Now recognised as one of the cream of the Allied fighter pilots, he was one of the fraction of The Few selected by Fighter Command to have their portraits drawn by Cuthbert Orde, sitting for it in December 1940.

On 14 November 1940 No. 74 Squadron claimed a total of 13 Ju 87s in a mass dogfight over Dover, Mungo-Park personally claiming two.

On 30 November he and Harbourne Stephen jointly claimed a Bf 109 (of Uffz. Wagelin 5./JG 53) that was deemed the 600th victory claimed by squadrons flying from RAF Biggin Hill.

Exactly a year since his last promotion, on 31 December 1940, he was promoted to flight lieutenant.

On 10 March 1941 Sailor Malan was promoted, and Mungo-Park became acting squadron leader.

On 16 June 1941 while on a sweep ("Circus 14") over the Channel he shot down two Messerschmitt Bf 109s, but in the fight his plane was damaged. He turned for home but his engine seized as he crossed the coast. Nonetheless, Mungo-Park managed to stay airborne, gliding his Spitfire back to RAF Hawkinge. For this display of skill, as well as his continued leadership and growing tally of kills, he was told he was to receive a Bar to his DFC.

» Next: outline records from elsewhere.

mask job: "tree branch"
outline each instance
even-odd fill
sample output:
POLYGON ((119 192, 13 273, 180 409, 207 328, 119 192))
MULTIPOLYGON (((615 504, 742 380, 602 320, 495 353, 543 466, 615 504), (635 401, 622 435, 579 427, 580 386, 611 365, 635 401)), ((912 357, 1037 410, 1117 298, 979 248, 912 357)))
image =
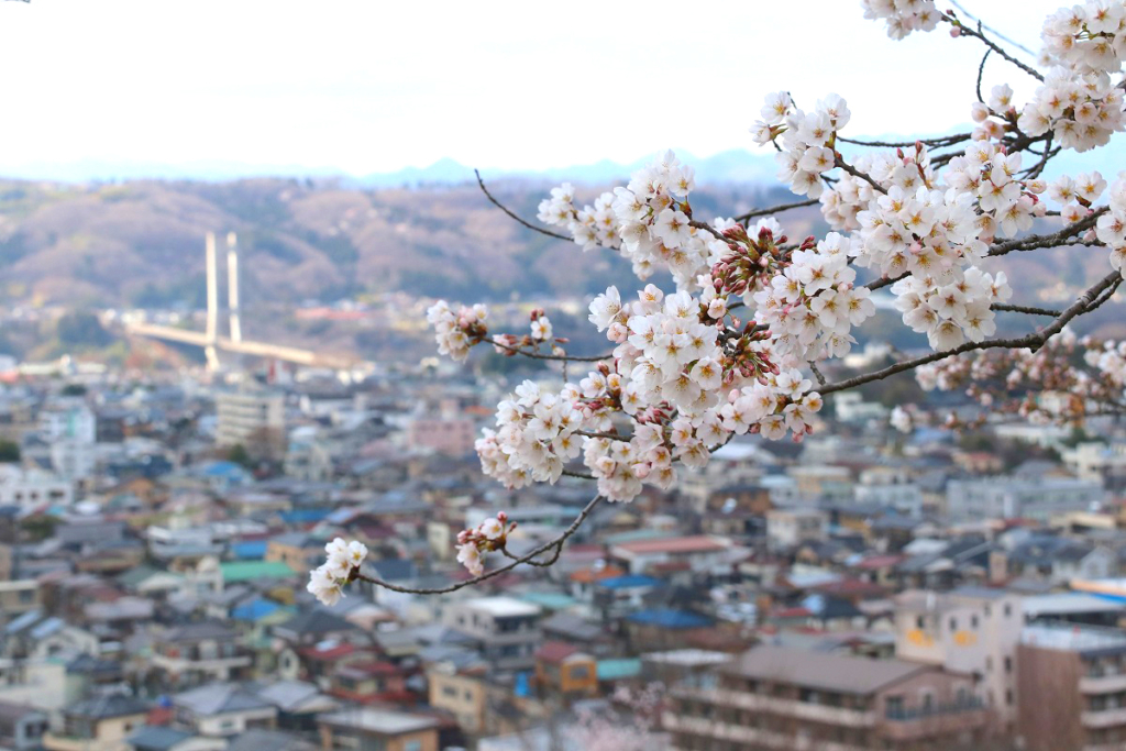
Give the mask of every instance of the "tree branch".
POLYGON ((359 581, 366 581, 369 584, 375 584, 376 587, 382 587, 383 589, 390 589, 392 592, 403 592, 405 594, 447 594, 449 592, 456 592, 459 589, 465 589, 466 587, 472 587, 473 584, 479 584, 483 581, 488 581, 494 576, 499 576, 502 573, 507 573, 512 569, 516 569, 517 566, 525 563, 531 565, 540 565, 540 566, 551 565, 558 560, 560 553, 563 552, 563 543, 565 543, 568 538, 570 538, 572 535, 579 531, 579 527, 582 526, 582 522, 587 520, 587 517, 590 516, 590 512, 595 510, 595 507, 597 507, 601 502, 601 500, 602 500, 601 495, 596 495, 595 498, 592 498, 590 502, 583 507, 582 511, 579 512, 579 516, 574 518, 574 521, 571 522, 571 526, 564 529, 558 537, 555 537, 554 539, 551 539, 544 543, 543 545, 535 547, 530 553, 526 553, 525 555, 518 557, 512 557, 511 555, 509 555, 508 557, 512 558, 512 563, 508 563, 499 569, 493 569, 492 571, 486 571, 480 576, 473 576, 472 579, 459 581, 456 584, 449 584, 448 587, 435 587, 431 589, 421 589, 414 587, 401 587, 399 584, 393 584, 390 581, 378 579, 377 576, 365 576, 364 574, 360 573, 356 574, 356 579, 359 581), (543 561, 535 561, 536 556, 543 555, 544 553, 551 551, 552 548, 555 548, 555 552, 549 557, 544 558, 543 561))
POLYGON ((1025 337, 1018 339, 986 339, 985 341, 969 341, 960 347, 955 347, 954 349, 947 349, 941 352, 931 352, 929 355, 923 355, 922 357, 917 357, 910 360, 903 360, 902 363, 896 363, 895 365, 890 365, 886 368, 879 370, 874 370, 873 373, 867 373, 865 375, 859 375, 852 378, 847 378, 844 381, 839 381, 837 383, 831 383, 821 388, 822 394, 831 394, 838 391, 844 391, 846 388, 855 388, 866 383, 873 381, 883 381, 888 376, 893 376, 897 373, 903 373, 904 370, 912 370, 920 365, 928 365, 929 363, 937 363, 938 360, 945 360, 947 357, 954 357, 955 355, 962 355, 963 352, 971 352, 976 349, 1031 349, 1036 351, 1044 346, 1048 339, 1060 333, 1061 330, 1076 315, 1082 315, 1088 313, 1102 303, 1105 303, 1109 295, 1099 299, 1099 296, 1106 290, 1110 289, 1110 294, 1114 294, 1114 289, 1118 288, 1121 284, 1123 276, 1118 271, 1114 271, 1102 277, 1093 286, 1091 286, 1087 292, 1084 292, 1080 297, 1072 303, 1067 310, 1061 313, 1056 319, 1049 323, 1047 327, 1040 331, 1035 331, 1025 337))
POLYGON ((997 54, 1001 55, 1002 57, 1004 57, 1006 60, 1008 60, 1010 63, 1012 63, 1013 65, 1016 65, 1020 70, 1025 71, 1026 73, 1028 73, 1029 75, 1031 75, 1033 78, 1035 78, 1037 81, 1040 81, 1040 82, 1044 81, 1044 77, 1040 75, 1038 72, 1036 72, 1035 70, 1033 70, 1031 68, 1029 68, 1025 63, 1020 62, 1019 60, 1017 60, 1016 57, 1013 57, 1012 55, 1010 55, 1008 52, 1006 52, 1002 47, 999 47, 992 41, 985 38, 985 34, 983 34, 982 29, 981 29, 981 27, 982 27, 982 23, 981 21, 977 21, 977 29, 974 30, 969 26, 966 26, 965 24, 963 24, 962 21, 959 21, 957 18, 954 18, 953 16, 948 16, 947 14, 942 14, 942 20, 948 21, 951 26, 954 26, 955 28, 957 28, 962 34, 965 34, 967 36, 972 36, 972 37, 976 37, 976 38, 981 39, 982 43, 985 44, 985 46, 988 46, 990 50, 992 50, 997 54))
POLYGON ((872 177, 869 177, 865 172, 861 172, 860 170, 856 169, 855 167, 852 167, 851 164, 849 164, 848 162, 846 162, 843 159, 841 159, 840 154, 837 154, 837 162, 835 162, 834 167, 841 168, 842 170, 844 170, 846 172, 848 172, 849 175, 851 175, 855 178, 860 178, 861 180, 864 180, 865 182, 867 182, 868 185, 870 185, 873 188, 875 188, 879 193, 884 193, 884 194, 887 193, 887 190, 885 190, 882 185, 879 185, 878 182, 876 182, 875 180, 873 180, 872 177))
POLYGON ((753 220, 759 216, 769 216, 771 214, 777 214, 779 212, 788 212, 792 208, 802 208, 803 206, 815 206, 819 203, 821 203, 820 198, 808 198, 806 200, 798 200, 793 204, 778 204, 777 206, 770 206, 768 208, 756 208, 754 211, 736 216, 735 221, 747 222, 749 220, 753 220))
POLYGON ((568 242, 574 242, 574 238, 569 238, 565 234, 560 234, 557 232, 552 232, 551 230, 545 230, 540 226, 536 226, 535 224, 531 224, 530 222, 527 222, 524 218, 513 214, 511 211, 509 211, 508 206, 493 198, 492 194, 489 193, 489 188, 485 187, 485 181, 481 179, 481 172, 477 170, 473 170, 473 173, 477 176, 477 185, 481 186, 481 193, 485 194, 485 198, 488 198, 493 206, 501 209, 502 212, 504 212, 506 214, 508 214, 513 220, 516 220, 524 226, 528 227, 529 230, 535 230, 539 234, 546 234, 548 238, 555 238, 557 240, 566 240, 568 242))

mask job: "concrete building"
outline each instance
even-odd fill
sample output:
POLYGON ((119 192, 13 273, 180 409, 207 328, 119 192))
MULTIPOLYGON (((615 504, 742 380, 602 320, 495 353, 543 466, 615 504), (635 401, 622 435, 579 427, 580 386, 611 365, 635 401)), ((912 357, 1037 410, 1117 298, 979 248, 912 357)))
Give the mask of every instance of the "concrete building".
POLYGON ((829 515, 821 509, 788 508, 767 511, 767 539, 776 548, 822 540, 829 534, 829 515))
POLYGON ((1085 511, 1105 499, 1102 484, 1072 477, 951 480, 946 510, 954 521, 1034 519, 1047 524, 1067 511, 1085 511))
POLYGON ((477 439, 476 423, 457 415, 417 417, 406 423, 406 446, 411 449, 423 449, 465 456, 473 453, 473 444, 477 439))
POLYGON ((1017 661, 1018 732, 1028 751, 1110 751, 1126 744, 1126 633, 1030 625, 1017 661))
POLYGON ((248 446, 262 440, 284 440, 285 399, 270 391, 222 392, 215 397, 218 423, 215 442, 248 446))
POLYGON ((42 749, 47 719, 47 713, 30 705, 0 701, 0 749, 42 749))
POLYGON ((1022 626, 1020 597, 1003 590, 910 590, 895 601, 895 655, 980 676, 977 695, 994 712, 1003 733, 1017 715, 1016 660, 1022 626))
POLYGON ((381 751, 438 751, 435 717, 376 707, 321 715, 321 748, 381 749, 381 751))
POLYGON ((446 608, 444 620, 472 637, 497 670, 526 670, 539 646, 538 606, 511 597, 480 597, 446 608))
POLYGON ((677 749, 978 748, 988 713, 973 678, 902 660, 758 646, 713 685, 673 689, 677 749))
POLYGON ((50 472, 16 464, 0 464, 0 506, 21 510, 46 506, 69 507, 74 500, 71 483, 50 472))

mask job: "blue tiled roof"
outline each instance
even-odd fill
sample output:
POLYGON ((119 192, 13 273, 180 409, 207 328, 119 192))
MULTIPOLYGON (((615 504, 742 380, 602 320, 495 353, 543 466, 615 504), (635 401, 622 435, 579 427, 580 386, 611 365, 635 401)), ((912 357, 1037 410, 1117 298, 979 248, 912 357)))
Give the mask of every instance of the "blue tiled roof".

On the evening of 27 June 1941, flying Spitfire Vb X4668, Mungo-Park was part of an escort for a bombing raid over northern France coded 'Circus 25'. They were attacked by two formations of Bf 109s, led by Rolf Pingel of I./JG 26 (who had been spared by Bob Doe during the Battle of Britain) and Wilhelm Balthasar of JG 2.

He was shot down and killed when his plane crashed just north of Dunkirk, a couple of miles over the Belgian border. He is buried in Adinkerke Military Cemetery, about 60 miles north of his father. In a twist of fate, Wilhelm Balthasar died in an air crash less than a week later and was buried in a Flanders cemetery alongside his father who had been killed in the First World War.

A Bar to Mungo-Park's DFC was announced posthumously on 11 July 1941 with the citation:

Acting Squadron Leader John Colin MUNGO-PARK, D.F.C. (40008), No. 74 Squadron.

(Since reported missing.)

This officer has performed excellent work in his many engagements against the enemy and has destroyed at least twelve of their aircraft. In June, 1941, he was attacked by six Messerschmitt 109's while over the French coast. He succeeded in shooting down two of these and, although his own aircraft was badly damaged, Squadron Leader Mungo-Park flew back to this country making a skilful forced landing. His courage and leadership have contributed materially to the successes achieved by his squadron.

Mungo-Park had claimed 11 aircraft destroyed (and 2 shared), 5 probables, and 4 damaged.

==Memorials==
Thanks to the efforts of Belgian Johny Recour, who had witnessed Mungo-Park's crash as a boy, a memorial service was held on 22 May 2006.

Mungo Park Way in Orpington, Mungo Park Road in South Hornchurch and Mungo Park Close in Bushey are named after John Mungo-Park. In all three places, other roads in the surrounding estates are also named after pilots in the Battle of Britain.